3.         Larry Lawstudent is saddened to hear that his Aunt Deepockets died suddenly.  However, Larry’s grief is lessened when he learns that his aunt remembered him in her will by leaving him $5,000 per year for ten years, with the first payment to be made in one year. At a market rate of interest of 7%, what is the present value of Larry’s inheritance?

 

4.         A perpetuity that pays $16,501 dollars per year, with the first payment to be made one year from today, is selling for $146,936.  Assume that this is a fair price (the net present value of an investment in this perpetuity is zero.)  What is the market rate of interest?


5.         What is the present cost of the repayment obligation for a mortgage loan that requires you to make annual payments of $18,000 per year for 30 years, beginning one year from today, if the market rate of interest is 9%?  Use an annuity formula.

 

6.         Same facts as the previous problem, except that the first payment is to be made today, and the final annual payment will be made in 29 years.  What is the present cost of the repayment obligation?

 

7.         A growing annuity pays $1000, starting 1 year from today, and payouts continue in perpetuity. The payouts grow by 4% each year.  The market interest rate is 8%.

 

            a.     What is the present value of the growing perpetuity?

 

b.     The company that offers this perpetuity, MIS.Forecast, is offering the growing perpetuity for $20,000? What is MIS Forecast’s estimate of the market rate of interest?

 

c.     Assume now that the payouts end after the 25th payout.  What is the new present value of the growing annuity?
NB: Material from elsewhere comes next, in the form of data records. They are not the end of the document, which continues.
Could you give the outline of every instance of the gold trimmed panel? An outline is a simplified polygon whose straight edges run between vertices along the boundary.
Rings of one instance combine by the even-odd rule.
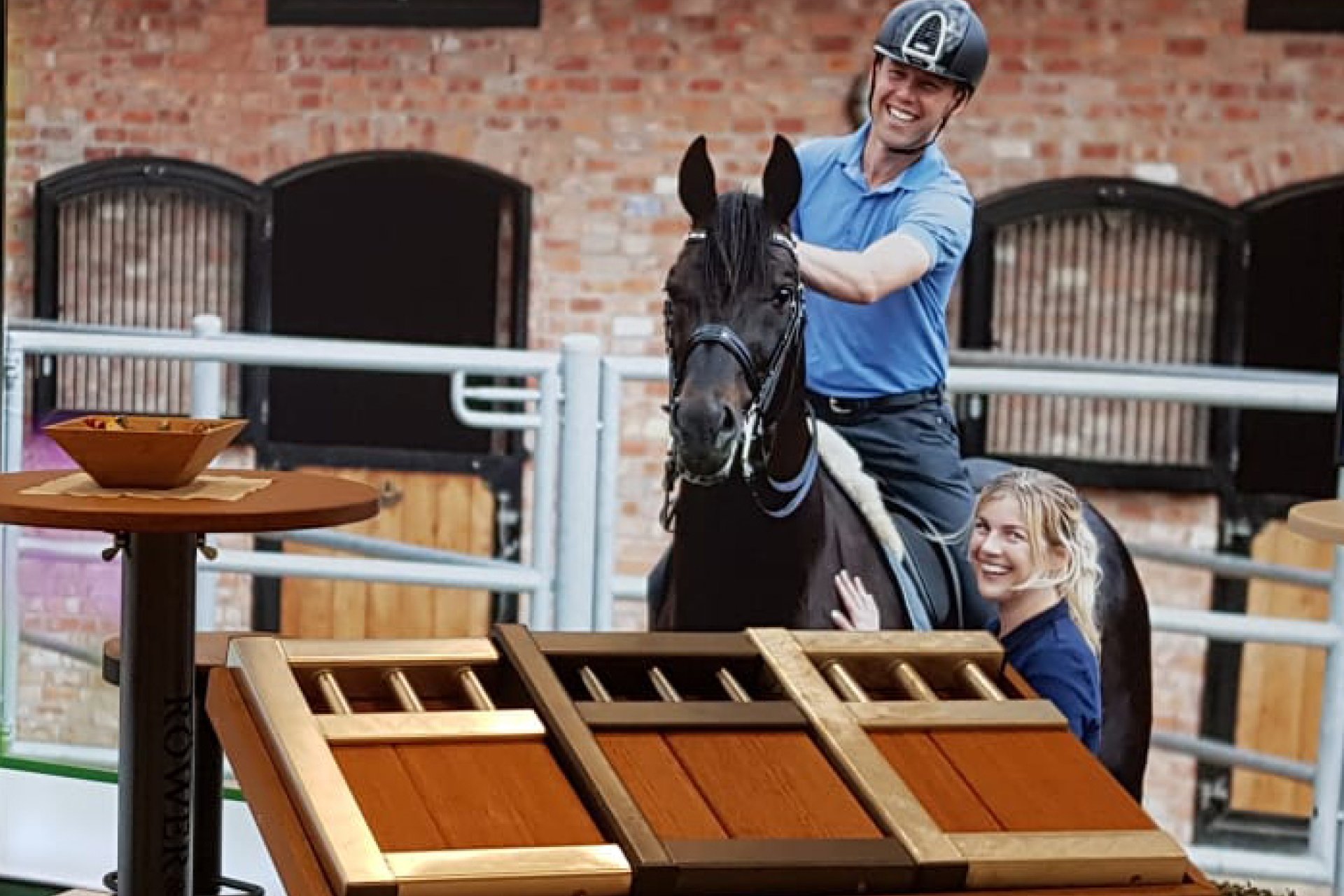
[[[1048,700],[943,700],[939,703],[852,703],[849,713],[866,731],[918,728],[1067,728]]]
[[[387,853],[399,896],[624,896],[630,865],[620,846],[528,846]]]
[[[919,864],[957,861],[956,846],[849,715],[851,707],[831,690],[798,641],[784,629],[749,629],[747,635],[878,825]]]
[[[333,744],[531,740],[546,735],[546,727],[531,709],[359,712],[349,716],[317,716],[317,728]]]
[[[937,690],[966,689],[960,669],[970,662],[997,678],[1004,650],[988,631],[794,631],[794,639],[821,668],[840,662],[870,690],[899,689],[892,662],[909,662]]]
[[[331,747],[319,731],[285,652],[274,638],[238,638],[230,665],[242,673],[243,696],[270,743],[277,771],[302,807],[304,826],[333,888],[394,884],[383,853]]]
[[[489,638],[406,638],[378,641],[280,641],[292,666],[398,666],[499,662]]]
[[[1179,884],[1189,864],[1160,830],[950,834],[966,887],[1130,887]]]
Use the growing annuity formula.

 

 

8.         Jane Smith just celebrated her twentieth birthday this afternoon.  She wishes to retire at age 65.  She wants to purchase a retirement annuity that will pay her a lump sum of $50,000 on her 65th birthday, and on each birthday thereafter through and including age 85 (a total of 21 annual payments).  Assume that the market rate of interest is 9% and will remain constant over the period of interest (a heroic assumption to be sure).  How much does Jane need to pay today for this annuity, assuming that it is fairly priced?

 

Hint:  This is a difficult, multistep problem.  Remember that the annuity formula assumes that the annuity payments begin one year after the date when the present value calculation is made.  You may find it useful to determine the then-present value of the annuity as of Jane’s 64th birthday (one year before the annuity payments begin).

 

 

9.         Same facts as the previous problem, except that Jane wants her retirement payouts to keep pace with inflation.  Jane’s first payment (on her 65th birthday) will remain at $50,000, but each payment thereafter will grow at 3%.  How much will Jane need to pay today for this retirement annuity?


10.      Quick-Buck Co. plans to issue bonds with a maturity of 4 years from today, which pay interest semiannually, at a nominal annual interest rate of 10% per year.  What is the annual yield on these bonds?

 

11.      Quick-Buck also plans to issue bonds with a maturity of 10 years from today, which pay interest semiannually, and provide an annual yield of 11%.  What is the semiannual rate of interest on these bonds – the rate paid each six months?

           

12.      Quick-Buck Co. also plans to issue bonds with a maturity of 4 years from today, which pay interest semiannually, at a bond-equivalent interest rate of 10% per year.  What is the annual yield on these bonds?

 

13.      Bank A is offering a 4% nominal annual rate of interest, compounded monthly.  Bank B is offering a 4.05% nominal annual rate of interest, compounded semiannually.  Which bank is offering the higher annual yield?  Why?

 

14.      What is the annual yield on an investment that pays a nominal rate of interest of 6.5% per year, compounded quarterly?